Signal Creator Brings Privacy Tech to Meta's AI Chatbots
The privacy advocate who made end-to-end encryption mainstream is now working with Meta to protect your conversations with AI chatbots. Billions of people chat with AI daily, but unlike your private texts, those conversations aren't encrypted.
Moxie Marlinspike, the creator of Signal's encryption technology that protects billions of daily messages, announced this week he's bringing privacy protections to Meta's AI systems.
Right now, when you chat with an AI assistant, your conversation isn't private. The companies can see everything you say, and so can their employees, hackers, and potentially governments.
Marlinspike's new platform, Confer, aims to change that. He's integrating his privacy technology directly into Meta AI, bringing the same protection you get in an encrypted text message to your AI conversations.
The timing matters because people are sharing deeply personal information with chatbots. They're asking about health concerns, financial decisions, and confidential work matters. Without encryption, all that data sits on company servers, ready to be used for AI training or accessed by others.

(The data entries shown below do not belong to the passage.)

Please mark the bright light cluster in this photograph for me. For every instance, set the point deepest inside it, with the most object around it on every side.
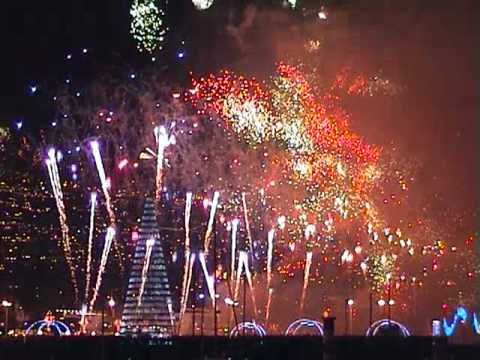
(202, 4)
(147, 25)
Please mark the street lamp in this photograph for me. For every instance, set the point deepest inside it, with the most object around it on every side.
(6, 305)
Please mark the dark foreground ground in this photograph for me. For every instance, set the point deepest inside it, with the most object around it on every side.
(117, 348)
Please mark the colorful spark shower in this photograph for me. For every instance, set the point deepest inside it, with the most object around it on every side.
(103, 263)
(93, 204)
(54, 176)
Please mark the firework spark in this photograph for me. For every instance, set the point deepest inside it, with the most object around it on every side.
(58, 193)
(146, 264)
(211, 219)
(163, 140)
(103, 262)
(93, 203)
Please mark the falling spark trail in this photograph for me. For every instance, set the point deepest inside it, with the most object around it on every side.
(234, 248)
(188, 211)
(146, 264)
(208, 278)
(271, 234)
(93, 202)
(208, 233)
(267, 310)
(163, 141)
(243, 264)
(58, 194)
(170, 312)
(247, 225)
(308, 263)
(108, 200)
(103, 262)
(183, 306)
(103, 180)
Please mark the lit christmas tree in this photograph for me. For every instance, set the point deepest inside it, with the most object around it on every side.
(148, 304)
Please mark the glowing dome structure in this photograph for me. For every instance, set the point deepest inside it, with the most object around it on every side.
(48, 326)
(305, 327)
(248, 328)
(386, 327)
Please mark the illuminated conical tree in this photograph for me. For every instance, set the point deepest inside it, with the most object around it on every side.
(148, 303)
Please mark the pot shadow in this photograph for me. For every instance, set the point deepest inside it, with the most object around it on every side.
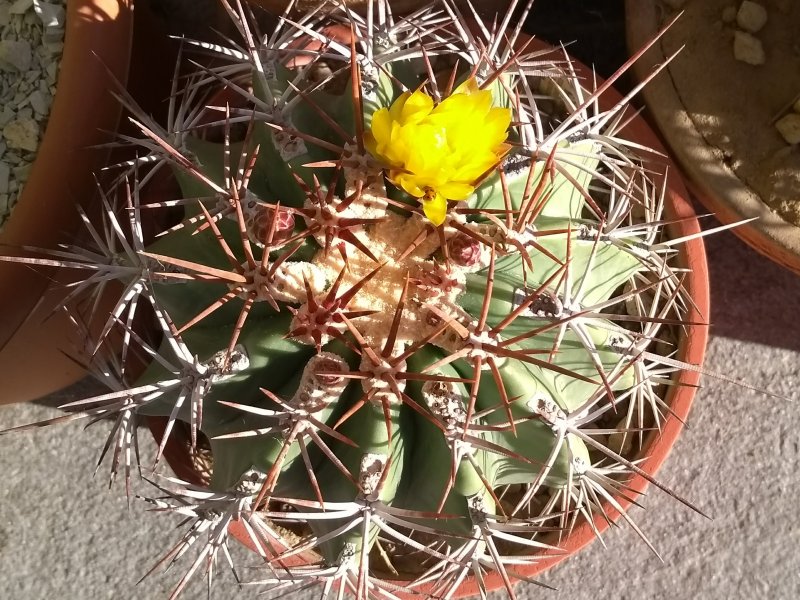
(752, 298)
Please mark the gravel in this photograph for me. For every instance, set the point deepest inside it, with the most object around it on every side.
(31, 43)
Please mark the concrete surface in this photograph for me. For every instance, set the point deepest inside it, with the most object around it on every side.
(65, 535)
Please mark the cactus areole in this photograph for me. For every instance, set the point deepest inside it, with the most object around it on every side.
(421, 307)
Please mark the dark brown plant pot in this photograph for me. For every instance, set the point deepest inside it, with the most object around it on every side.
(691, 349)
(38, 343)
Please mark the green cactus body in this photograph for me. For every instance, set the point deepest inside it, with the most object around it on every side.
(378, 374)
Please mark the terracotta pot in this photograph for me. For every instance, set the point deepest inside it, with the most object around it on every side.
(691, 349)
(713, 181)
(103, 43)
(97, 41)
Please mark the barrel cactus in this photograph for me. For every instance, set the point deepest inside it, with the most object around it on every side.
(418, 307)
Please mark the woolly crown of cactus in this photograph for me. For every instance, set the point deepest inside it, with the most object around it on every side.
(411, 305)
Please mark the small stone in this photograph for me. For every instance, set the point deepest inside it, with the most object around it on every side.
(20, 7)
(39, 103)
(748, 49)
(6, 115)
(729, 14)
(751, 16)
(15, 55)
(5, 173)
(22, 134)
(51, 15)
(789, 128)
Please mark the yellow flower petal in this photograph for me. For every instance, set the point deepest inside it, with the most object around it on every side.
(435, 209)
(437, 152)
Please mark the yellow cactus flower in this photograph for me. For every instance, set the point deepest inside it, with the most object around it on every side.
(439, 152)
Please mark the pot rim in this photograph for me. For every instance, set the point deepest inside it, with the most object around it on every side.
(712, 181)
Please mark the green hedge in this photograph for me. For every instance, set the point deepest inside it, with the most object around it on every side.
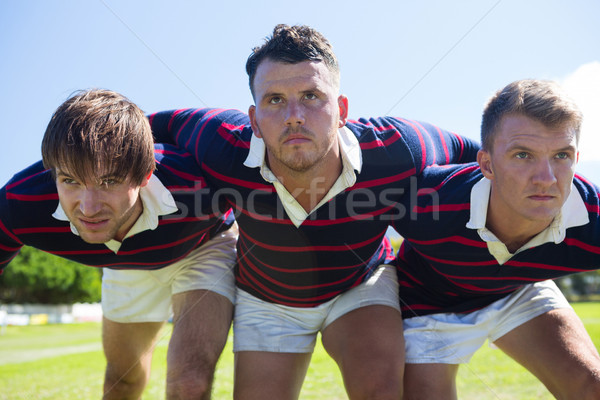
(38, 277)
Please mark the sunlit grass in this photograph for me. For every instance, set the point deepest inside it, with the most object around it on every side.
(489, 375)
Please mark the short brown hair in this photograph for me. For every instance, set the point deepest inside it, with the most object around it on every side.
(291, 45)
(99, 131)
(543, 101)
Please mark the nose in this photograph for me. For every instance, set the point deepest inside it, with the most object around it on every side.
(90, 201)
(294, 114)
(544, 173)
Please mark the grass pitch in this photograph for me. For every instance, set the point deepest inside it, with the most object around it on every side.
(58, 362)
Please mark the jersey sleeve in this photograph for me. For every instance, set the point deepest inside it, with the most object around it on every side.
(9, 242)
(431, 145)
(200, 129)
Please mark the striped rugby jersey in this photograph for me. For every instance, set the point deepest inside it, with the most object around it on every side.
(449, 264)
(29, 199)
(340, 243)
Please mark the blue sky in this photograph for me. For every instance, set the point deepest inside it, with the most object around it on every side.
(437, 61)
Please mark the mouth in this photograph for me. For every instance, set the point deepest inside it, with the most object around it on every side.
(93, 224)
(296, 139)
(541, 197)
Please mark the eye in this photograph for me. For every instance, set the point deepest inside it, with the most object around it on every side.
(522, 155)
(69, 181)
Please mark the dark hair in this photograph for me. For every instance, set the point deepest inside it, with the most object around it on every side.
(99, 132)
(293, 44)
(543, 101)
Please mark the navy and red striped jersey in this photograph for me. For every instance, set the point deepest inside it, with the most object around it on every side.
(29, 199)
(340, 243)
(445, 267)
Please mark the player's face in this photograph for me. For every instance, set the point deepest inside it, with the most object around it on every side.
(531, 167)
(298, 112)
(101, 209)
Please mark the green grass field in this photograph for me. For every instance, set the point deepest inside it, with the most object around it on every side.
(66, 362)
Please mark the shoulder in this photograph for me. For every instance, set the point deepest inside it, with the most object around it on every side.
(461, 177)
(174, 165)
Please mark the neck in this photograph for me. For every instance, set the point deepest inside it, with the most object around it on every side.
(513, 233)
(310, 187)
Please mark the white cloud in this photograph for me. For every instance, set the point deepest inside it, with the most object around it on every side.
(584, 86)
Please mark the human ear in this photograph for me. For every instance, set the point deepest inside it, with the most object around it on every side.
(253, 123)
(343, 106)
(484, 160)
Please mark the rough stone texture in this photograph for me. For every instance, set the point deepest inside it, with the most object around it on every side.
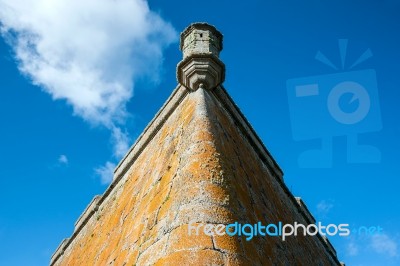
(201, 67)
(198, 160)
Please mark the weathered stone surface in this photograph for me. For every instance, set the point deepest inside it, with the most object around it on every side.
(198, 160)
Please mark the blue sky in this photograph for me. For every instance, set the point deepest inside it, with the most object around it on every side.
(60, 138)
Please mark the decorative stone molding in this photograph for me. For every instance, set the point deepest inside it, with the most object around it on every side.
(201, 67)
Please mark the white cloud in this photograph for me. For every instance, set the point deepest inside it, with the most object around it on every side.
(323, 207)
(63, 159)
(88, 53)
(383, 244)
(106, 172)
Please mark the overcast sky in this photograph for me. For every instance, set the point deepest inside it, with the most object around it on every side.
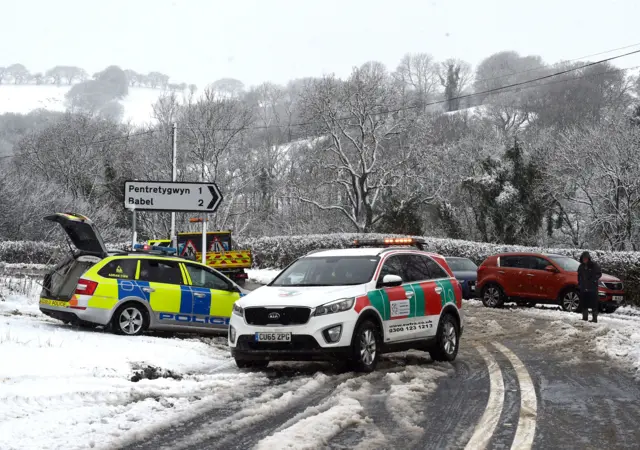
(199, 41)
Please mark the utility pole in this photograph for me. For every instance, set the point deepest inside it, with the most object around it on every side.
(174, 175)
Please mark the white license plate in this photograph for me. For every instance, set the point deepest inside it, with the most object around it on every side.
(273, 337)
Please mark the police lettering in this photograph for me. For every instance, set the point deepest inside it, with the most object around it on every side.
(209, 320)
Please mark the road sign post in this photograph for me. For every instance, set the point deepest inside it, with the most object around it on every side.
(171, 196)
(134, 230)
(174, 173)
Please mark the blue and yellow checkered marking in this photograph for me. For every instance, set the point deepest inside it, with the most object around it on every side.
(201, 302)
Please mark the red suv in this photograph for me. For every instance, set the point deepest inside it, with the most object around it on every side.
(530, 278)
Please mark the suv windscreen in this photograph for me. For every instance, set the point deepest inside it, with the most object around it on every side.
(566, 263)
(328, 271)
(461, 265)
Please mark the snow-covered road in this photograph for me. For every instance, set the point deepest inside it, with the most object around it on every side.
(68, 388)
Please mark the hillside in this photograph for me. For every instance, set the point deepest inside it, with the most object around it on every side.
(22, 99)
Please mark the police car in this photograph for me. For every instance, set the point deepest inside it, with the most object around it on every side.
(133, 291)
(352, 305)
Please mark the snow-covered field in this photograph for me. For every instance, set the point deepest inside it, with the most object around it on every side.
(22, 99)
(262, 276)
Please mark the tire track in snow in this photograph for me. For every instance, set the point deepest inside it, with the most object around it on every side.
(315, 410)
(525, 433)
(276, 399)
(487, 425)
(398, 406)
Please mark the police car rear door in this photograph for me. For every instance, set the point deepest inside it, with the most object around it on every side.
(163, 286)
(82, 233)
(213, 295)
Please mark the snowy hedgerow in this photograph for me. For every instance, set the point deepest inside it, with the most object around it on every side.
(279, 251)
(30, 252)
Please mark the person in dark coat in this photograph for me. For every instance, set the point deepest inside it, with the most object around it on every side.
(589, 274)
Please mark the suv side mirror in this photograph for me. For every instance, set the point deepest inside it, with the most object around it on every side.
(391, 280)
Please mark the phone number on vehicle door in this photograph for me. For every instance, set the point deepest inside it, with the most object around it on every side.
(411, 326)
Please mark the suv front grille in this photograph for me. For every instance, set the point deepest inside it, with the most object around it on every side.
(277, 316)
(614, 286)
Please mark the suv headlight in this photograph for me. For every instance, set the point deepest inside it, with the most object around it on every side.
(238, 310)
(335, 306)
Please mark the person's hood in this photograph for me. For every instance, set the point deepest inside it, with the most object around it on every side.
(299, 296)
(465, 275)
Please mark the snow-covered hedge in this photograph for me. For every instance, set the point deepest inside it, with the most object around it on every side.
(29, 252)
(279, 251)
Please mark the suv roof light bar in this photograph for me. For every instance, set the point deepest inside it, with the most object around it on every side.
(389, 242)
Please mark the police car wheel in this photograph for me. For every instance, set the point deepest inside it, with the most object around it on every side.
(130, 319)
(447, 340)
(365, 347)
(248, 364)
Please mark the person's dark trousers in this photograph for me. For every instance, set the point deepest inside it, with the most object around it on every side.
(589, 300)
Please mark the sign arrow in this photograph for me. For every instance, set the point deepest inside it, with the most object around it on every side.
(171, 196)
(215, 194)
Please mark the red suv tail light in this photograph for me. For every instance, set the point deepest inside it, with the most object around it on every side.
(86, 287)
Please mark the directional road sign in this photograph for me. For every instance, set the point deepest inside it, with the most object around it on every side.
(171, 196)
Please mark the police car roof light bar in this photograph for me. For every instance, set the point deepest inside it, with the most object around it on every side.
(155, 248)
(387, 242)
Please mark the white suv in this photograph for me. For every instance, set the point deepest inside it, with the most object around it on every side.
(351, 305)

Meta already uses Marlinspike's encryption in WhatsApp, where it protects over a billion accounts. But when WhatsApp introduced its Meta AI chatbot last year, those conversations weren't shielded the same way your personal chats are.

Why This Inspires
This collaboration represents a crucial step toward making privacy the default in AI, not an afterthought. Cryptography researchers are calling Confer "probably the best private AI solution" available today, though they note it's still evolving.
The technology works differently than traditional message encryption because generative AI is fundamentally more complex. Marlinspike has been building Confer on open source models, but working with Meta gives him access to more advanced AI systems.
WhatsApp head Will Cathcart emphasized the importance on social media. "People use AI in ways that are deeply personal and require access to confidential information," he wrote. "It's important that we build that technology in a way that gives people the power to do that privately."
Cryptographer JP Aumasson praised the approach despite acknowledging it's not perfect yet. "Moxie knows what he's doing and has a solid track record," he told reporters.
Other researchers agree the collaboration could set a new standard. "I really hope more AI chatbots adopt this approach," said Mallory Knodel, a cryptography researcher at New York University who studies privacy in AI systems.
Marlinspike built his career on making privacy accessible to everyone, not just tech experts. He's now applying that same philosophy to AI at a moment when billions of people are forming new digital habits around chatbots.
The full details of how the technology will integrate into Meta's systems haven't been released, but the commitment signals a major shift in how tech companies think about AI privacy.